Pengumuman 7 nama calon Badan Pengawas Pemilihan Umum (Bawaslu) Sumatera Utara periode 2023-2028 memunculkan pertanyaan dari kalangan akademisi.
Sebab, dari 7 nama yang diumumkan lulus uji kepatutan dan kelayakan, tidak ada 1 pun perwakilan perempuan.
“Padahal pada masa pendaftaran kemarin, tim seleksi sempat memperpanjang masa pendaftaran karena kuota perempuan belum mencapai 30 persen,” kata Sekretaris Program Magister Ilmu Politik, FISIP USU, Dr Bengkel Ginting, Senin (17/7/2023).
Menurut Bengkel, keterwakilan perempuan menjadi salah satu bagian dari upaya mendukung semangat kesetaraan gender di bidang politik.
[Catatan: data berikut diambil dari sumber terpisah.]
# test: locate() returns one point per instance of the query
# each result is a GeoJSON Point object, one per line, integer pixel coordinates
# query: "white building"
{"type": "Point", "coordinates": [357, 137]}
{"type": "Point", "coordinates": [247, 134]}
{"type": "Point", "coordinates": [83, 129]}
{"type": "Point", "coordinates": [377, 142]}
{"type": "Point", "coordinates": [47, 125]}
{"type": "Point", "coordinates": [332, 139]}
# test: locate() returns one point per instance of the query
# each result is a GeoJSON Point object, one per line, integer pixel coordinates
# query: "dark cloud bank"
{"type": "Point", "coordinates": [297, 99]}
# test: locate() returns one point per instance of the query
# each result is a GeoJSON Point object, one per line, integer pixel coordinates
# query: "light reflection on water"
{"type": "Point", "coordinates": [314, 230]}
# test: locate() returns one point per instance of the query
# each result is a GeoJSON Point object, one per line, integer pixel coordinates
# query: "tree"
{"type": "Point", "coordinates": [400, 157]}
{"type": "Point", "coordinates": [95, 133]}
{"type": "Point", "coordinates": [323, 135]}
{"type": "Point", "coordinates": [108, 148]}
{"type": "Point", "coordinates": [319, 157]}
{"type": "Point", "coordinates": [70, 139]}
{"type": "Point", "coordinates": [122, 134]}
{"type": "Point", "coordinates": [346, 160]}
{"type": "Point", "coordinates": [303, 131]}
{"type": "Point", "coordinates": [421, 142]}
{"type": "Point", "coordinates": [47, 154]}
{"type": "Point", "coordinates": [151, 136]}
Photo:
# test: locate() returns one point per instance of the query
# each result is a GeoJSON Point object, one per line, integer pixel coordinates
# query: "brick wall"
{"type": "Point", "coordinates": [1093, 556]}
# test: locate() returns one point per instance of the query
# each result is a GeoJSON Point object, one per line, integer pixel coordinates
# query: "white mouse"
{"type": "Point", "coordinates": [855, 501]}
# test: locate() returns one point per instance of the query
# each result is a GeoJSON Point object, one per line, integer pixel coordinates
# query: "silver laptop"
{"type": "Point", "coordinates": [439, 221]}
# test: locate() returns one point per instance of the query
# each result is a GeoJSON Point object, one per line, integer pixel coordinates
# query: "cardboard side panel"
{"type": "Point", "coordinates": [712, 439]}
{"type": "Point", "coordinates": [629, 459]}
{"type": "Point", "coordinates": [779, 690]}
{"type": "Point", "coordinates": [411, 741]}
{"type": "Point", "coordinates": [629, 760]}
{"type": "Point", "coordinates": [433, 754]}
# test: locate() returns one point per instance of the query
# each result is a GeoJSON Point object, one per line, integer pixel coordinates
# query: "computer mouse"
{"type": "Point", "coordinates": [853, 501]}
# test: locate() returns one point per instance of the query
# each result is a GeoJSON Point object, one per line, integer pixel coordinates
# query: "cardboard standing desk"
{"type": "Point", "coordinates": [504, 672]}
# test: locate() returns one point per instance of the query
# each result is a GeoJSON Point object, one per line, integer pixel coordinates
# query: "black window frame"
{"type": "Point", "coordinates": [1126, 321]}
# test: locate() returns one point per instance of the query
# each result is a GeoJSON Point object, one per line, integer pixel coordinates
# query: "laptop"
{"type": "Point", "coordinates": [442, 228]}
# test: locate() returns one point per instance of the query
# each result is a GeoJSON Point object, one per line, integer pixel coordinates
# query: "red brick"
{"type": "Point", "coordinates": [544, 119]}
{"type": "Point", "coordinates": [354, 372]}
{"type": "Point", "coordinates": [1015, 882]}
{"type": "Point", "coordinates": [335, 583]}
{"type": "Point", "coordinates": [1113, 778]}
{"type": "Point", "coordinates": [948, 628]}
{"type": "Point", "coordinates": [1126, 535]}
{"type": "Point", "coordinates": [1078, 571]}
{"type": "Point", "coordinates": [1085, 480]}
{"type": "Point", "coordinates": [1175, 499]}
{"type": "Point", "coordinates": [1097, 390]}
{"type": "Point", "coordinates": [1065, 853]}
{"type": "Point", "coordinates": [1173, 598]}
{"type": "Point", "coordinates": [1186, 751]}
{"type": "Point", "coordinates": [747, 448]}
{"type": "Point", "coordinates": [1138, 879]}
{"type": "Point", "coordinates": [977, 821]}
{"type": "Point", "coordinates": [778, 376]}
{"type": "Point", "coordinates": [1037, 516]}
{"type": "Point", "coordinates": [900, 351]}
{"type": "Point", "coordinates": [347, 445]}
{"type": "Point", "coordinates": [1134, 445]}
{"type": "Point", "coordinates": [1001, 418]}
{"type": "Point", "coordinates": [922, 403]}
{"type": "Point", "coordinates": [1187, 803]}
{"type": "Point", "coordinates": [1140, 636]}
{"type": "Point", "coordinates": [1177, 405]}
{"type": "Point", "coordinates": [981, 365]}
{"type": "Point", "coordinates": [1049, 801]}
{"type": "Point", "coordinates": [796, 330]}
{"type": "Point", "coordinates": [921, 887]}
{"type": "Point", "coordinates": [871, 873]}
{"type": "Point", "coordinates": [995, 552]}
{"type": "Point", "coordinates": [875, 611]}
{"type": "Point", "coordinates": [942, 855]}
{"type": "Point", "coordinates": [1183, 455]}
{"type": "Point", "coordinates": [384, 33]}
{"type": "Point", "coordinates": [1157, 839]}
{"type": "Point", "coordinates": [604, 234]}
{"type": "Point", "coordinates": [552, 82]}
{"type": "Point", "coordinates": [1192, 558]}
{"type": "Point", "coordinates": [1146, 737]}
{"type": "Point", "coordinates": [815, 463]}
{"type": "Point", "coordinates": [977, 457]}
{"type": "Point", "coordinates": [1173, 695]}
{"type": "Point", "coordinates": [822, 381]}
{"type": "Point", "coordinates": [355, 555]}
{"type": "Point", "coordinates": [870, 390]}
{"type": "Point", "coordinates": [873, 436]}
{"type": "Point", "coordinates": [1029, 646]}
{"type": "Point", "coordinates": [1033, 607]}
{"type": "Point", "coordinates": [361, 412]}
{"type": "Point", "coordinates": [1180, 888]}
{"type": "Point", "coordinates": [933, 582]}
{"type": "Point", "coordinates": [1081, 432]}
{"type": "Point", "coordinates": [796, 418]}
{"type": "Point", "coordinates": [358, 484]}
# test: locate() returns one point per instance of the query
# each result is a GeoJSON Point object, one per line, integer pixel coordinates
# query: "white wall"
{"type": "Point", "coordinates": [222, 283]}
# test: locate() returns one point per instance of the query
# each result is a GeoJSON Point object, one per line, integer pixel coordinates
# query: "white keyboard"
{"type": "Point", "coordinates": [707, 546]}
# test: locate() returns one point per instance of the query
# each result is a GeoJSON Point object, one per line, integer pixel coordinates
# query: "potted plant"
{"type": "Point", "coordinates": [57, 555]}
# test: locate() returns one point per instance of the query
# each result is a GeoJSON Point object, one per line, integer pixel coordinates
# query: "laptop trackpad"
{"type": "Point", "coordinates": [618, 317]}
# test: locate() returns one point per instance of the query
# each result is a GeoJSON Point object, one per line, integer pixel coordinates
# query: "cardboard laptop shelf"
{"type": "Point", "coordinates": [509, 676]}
Hal ini dapat dilihat dari berbagai aturan termasuk soal pencalonan legislatif partai politik yang mengatur 30 persen bakal calon harus ditempati oleh perempuan. Dan kondisi ini menunjukkan semakin rendahnya kualitas demokrasi.
“Tampaknya penyelenggara akan semakin tak berdaya dari intervensi partai politik. Makin diragukan kualitas pemilu dari indikator penyelenggara yang partisan. Ini juga nantinya akan diperparak sikap voter yang cenderung transaksional akibat calon yang pragmatis. Kata Steven Levinsky, inilah pertanda demokrasi mati,” ujar Bengkel.
Indikasi matinya demokrasi ini menurut Bengkel sudah terjadi sejak rekrutmen tim seleksi KPU dan Bawaslu yang tidak lagi terbuka seperti pemilu sebelumnya. Hal ini mengindikasikan intervensi sangat kuat dari pihak-pihak yang berkepentingan langsung dengan penyelenggaraan pemilu.
“Kalau rekrutmen voting di parlemen, hutang budi akan menjadi bola salju kebawah. Thaun ini, terlihat dari intervensi parpol mulai dari rekrutmen timsel yang tidak terbuka lagi,” demikian Bengkel Ginting.